Darville noted that clusters were identified on several islands.
He said yesterday that following free COVID testing on Eleuthera, Inagua, and the Berry Islands, “the COVID-19 clusters were contained and there was no obvious community spread”.
Darville said, “I did not leave these things behind.
“I met them in place and the Bahamian people can [be] assured that this administration is already making steps to correct the derelict and defects that were left behind by the former administration. I’d also like to say, on coming to office in the middle of the pre-election campaign, we met clusters of infections. These infections were not dealt with appropriately and as a result, these clusters began to grow.
“This same minister and this same administration moved very swiftly to ensure the integrity of the clusters were maintained and begin to stop the potential community spread.
“So, as I stand to my feet today, I would like to clarify to the member of Killarney and to the Bahamian people that what he is speaking is pure rhetoric.

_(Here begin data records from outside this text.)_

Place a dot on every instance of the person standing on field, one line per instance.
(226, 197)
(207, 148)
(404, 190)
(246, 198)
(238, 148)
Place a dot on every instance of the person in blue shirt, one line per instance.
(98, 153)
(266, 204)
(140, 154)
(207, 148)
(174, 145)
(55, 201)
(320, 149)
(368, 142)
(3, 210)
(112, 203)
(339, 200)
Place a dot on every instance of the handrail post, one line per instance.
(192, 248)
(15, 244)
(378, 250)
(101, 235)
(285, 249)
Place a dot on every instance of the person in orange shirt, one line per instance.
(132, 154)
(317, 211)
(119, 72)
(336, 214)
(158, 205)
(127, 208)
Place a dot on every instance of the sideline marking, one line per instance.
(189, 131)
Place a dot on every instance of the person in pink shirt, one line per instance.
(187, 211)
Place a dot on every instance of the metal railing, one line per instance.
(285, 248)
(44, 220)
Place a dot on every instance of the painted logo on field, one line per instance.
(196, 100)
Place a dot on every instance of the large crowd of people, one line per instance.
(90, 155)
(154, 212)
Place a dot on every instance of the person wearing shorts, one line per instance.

“It does not reflect a former government that had the ability to do the right things in our Family Islands but refused to do it. You did nothing in the Family Islands and as a matter of fact, you should hold your head down in shame.”
In August, when asked why he decided to call the election in the middle of the worst surge in COVID-19 cases, hospitalizations, and deaths, Minnis said, “I think as we progress, you would see.”
Daily reported cases averaged in the triple digits at the time and hospitalizations climbed as high as 190.
In the lead up to the September 16 election, the Free National Movement (FNM) held drive-up rallies on several islands. On many occasions, moderators asked attendees to stay near their cars and not crowd together. The FNM lost the election, only winning seven of the 39 seats.
Reported COVID cases and hospitalizations have since trended downward.
As of Saturday, 1,209 cases were confirmed for October. With one day still left to account for, it is likely that October will record fewer than half of the cases that were recorded in September, when 2,738 cases were recorded.
At last report, 22,407 cases of COVID were reported since March 2020. Fifty-eight people were in hospital and there have been 643 reported deaths from the virus, according to the Ministry of Health.